The next day Anvik stayed away from school to help build a new igloo. His father and Tanana did not talk much, from the time when they laid the blocks of extremely hard snow in a circle till the time when the inwardly-slanting snow walls had risen to the topmost horizontal block that joined the walls. But, once during the building, when the three workers had taken great flat shovels, made of strips of bone lashed together, and were throwing loose snow against the sides of the new igloo to protect its future inhabitants from the cold, the father stopped, and turning to Tanana said:

"My heart is ashamed! The hot water made us forget to hide the way to the igloo, and when the bear came to kill my wife and children, the hot water made us sleep. My heart is ashamed."

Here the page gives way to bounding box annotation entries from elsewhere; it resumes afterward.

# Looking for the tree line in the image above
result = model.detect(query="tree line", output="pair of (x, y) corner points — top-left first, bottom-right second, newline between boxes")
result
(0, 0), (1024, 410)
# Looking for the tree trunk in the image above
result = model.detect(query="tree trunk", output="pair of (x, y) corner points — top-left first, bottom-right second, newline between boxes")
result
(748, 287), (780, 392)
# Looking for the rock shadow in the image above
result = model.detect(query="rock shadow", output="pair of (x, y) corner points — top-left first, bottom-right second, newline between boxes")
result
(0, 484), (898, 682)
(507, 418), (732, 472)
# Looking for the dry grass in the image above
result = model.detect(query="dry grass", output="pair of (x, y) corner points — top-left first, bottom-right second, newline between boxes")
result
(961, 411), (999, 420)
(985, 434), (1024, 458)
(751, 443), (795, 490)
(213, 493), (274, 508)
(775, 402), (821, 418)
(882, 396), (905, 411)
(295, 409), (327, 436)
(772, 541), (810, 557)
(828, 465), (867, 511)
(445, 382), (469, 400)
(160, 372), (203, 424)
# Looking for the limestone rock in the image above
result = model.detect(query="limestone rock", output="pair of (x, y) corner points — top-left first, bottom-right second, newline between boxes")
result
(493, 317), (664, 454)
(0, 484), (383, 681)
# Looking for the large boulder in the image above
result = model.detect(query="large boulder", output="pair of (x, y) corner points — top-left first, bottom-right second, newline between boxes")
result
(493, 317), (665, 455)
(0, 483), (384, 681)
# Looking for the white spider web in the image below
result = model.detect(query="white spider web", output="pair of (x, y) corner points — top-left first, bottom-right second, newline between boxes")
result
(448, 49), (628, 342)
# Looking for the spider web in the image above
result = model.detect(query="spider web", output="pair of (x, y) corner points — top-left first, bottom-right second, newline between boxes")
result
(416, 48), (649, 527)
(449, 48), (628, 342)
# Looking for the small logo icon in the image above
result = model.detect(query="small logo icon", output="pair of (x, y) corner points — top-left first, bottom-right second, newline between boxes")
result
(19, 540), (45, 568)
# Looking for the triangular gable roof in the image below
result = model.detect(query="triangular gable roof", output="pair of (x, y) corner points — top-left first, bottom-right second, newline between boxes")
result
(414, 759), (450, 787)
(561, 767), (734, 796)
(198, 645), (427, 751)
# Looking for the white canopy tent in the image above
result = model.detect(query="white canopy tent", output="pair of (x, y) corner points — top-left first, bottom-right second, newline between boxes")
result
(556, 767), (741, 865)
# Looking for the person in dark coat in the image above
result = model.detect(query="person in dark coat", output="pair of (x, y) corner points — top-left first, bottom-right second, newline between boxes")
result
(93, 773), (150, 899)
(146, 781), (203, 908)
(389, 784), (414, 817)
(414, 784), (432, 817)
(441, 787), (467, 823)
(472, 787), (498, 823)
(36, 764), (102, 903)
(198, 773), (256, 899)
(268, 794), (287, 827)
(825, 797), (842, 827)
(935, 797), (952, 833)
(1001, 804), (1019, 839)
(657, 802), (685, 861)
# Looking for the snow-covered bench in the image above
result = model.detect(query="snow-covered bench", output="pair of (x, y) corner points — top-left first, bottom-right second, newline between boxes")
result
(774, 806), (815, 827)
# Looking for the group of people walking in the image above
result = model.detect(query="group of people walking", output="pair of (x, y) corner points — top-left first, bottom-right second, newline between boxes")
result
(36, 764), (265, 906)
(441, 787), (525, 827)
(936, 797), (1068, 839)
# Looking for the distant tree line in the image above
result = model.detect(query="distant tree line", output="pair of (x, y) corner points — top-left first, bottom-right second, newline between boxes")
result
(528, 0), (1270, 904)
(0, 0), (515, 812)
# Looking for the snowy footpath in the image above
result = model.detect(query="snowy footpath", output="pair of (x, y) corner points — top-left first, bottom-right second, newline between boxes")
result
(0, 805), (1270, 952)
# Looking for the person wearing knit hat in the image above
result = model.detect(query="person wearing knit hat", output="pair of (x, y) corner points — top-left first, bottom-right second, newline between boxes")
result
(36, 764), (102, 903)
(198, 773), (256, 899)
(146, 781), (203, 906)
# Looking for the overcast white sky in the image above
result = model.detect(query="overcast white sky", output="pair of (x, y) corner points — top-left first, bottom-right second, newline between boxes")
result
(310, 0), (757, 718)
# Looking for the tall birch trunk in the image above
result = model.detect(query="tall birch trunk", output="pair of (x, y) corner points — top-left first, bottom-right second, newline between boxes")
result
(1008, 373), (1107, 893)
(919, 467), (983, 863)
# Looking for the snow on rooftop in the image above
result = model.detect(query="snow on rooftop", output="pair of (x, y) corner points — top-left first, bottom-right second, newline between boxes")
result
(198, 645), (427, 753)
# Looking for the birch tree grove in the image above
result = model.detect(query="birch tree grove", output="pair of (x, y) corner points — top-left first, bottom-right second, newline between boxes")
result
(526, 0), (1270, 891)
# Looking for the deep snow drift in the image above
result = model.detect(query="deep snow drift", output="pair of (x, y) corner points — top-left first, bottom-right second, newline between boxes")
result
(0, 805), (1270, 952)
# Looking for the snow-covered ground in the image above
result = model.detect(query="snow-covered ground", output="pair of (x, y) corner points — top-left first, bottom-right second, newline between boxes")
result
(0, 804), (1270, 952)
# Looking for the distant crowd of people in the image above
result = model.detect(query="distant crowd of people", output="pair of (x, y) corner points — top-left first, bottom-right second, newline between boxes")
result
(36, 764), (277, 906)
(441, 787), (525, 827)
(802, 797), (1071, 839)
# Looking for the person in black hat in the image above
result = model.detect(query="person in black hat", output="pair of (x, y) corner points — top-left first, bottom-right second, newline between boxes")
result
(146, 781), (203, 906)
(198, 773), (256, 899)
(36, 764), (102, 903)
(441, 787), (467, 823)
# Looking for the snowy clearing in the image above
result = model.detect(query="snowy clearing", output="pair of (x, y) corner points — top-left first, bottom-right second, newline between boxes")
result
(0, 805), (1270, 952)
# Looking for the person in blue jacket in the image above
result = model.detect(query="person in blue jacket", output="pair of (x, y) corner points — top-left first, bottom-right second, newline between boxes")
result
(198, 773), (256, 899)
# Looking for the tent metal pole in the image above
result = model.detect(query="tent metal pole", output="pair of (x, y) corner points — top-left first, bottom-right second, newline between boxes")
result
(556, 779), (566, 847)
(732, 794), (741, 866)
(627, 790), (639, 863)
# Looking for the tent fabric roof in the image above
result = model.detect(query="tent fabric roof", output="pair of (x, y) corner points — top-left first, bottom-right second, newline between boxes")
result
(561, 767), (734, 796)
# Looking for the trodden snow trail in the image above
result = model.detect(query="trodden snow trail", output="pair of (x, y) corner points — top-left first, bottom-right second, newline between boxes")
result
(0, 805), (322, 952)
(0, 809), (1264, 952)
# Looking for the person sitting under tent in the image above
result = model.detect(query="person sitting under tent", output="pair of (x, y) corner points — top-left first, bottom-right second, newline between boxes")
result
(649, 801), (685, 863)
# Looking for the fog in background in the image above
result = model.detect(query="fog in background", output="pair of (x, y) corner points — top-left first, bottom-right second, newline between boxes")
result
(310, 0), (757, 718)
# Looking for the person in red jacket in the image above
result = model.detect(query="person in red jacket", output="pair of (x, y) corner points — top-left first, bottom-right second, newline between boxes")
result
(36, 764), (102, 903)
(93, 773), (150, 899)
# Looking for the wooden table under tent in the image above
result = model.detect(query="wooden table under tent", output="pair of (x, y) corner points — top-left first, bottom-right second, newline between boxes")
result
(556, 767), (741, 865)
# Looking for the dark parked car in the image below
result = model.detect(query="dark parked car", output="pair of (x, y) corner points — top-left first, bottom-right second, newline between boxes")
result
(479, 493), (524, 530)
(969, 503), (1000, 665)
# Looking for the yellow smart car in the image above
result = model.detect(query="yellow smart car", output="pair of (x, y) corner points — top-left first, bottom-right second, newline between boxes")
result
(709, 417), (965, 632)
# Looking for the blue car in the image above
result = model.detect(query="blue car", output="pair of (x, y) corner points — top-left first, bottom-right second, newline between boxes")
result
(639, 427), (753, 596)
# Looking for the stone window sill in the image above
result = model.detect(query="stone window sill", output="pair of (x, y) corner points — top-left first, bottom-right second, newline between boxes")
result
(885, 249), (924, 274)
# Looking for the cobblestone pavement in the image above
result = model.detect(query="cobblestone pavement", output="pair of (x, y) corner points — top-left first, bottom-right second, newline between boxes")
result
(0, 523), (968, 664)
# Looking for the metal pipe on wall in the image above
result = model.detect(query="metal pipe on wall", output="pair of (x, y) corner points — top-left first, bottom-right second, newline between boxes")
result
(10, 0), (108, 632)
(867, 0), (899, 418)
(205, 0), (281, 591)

And Tanana, keenly humiliated that his younger brother and not himself had killed the bear, answered, "My heart is ashamed, also."

"The hot water bottle shall not come to my mouth again," resolved the father, with determination.

And Tanana promised the same. The bottle had been broken in the scuffle, but Tanana knew his father's and his own promise included any other bottle of liquor.

"You shall go to the teacher's school with Anvik," decided the father. "The teacher speaks well when he tells the boys that the hot water will steal their souls. If Anvik had drank it, we should all have been killed."

Anvik jumped up from chinking a crack between two snow blocks. He remembered his prayer, and he laughed aloud now with joy for the answer.

"The new igloo is better than the old!" he cried. "The hot water will never go in at the door of our new igloo!"

And in his heart the boy added, "May the dear Lord Christ come into our new home!"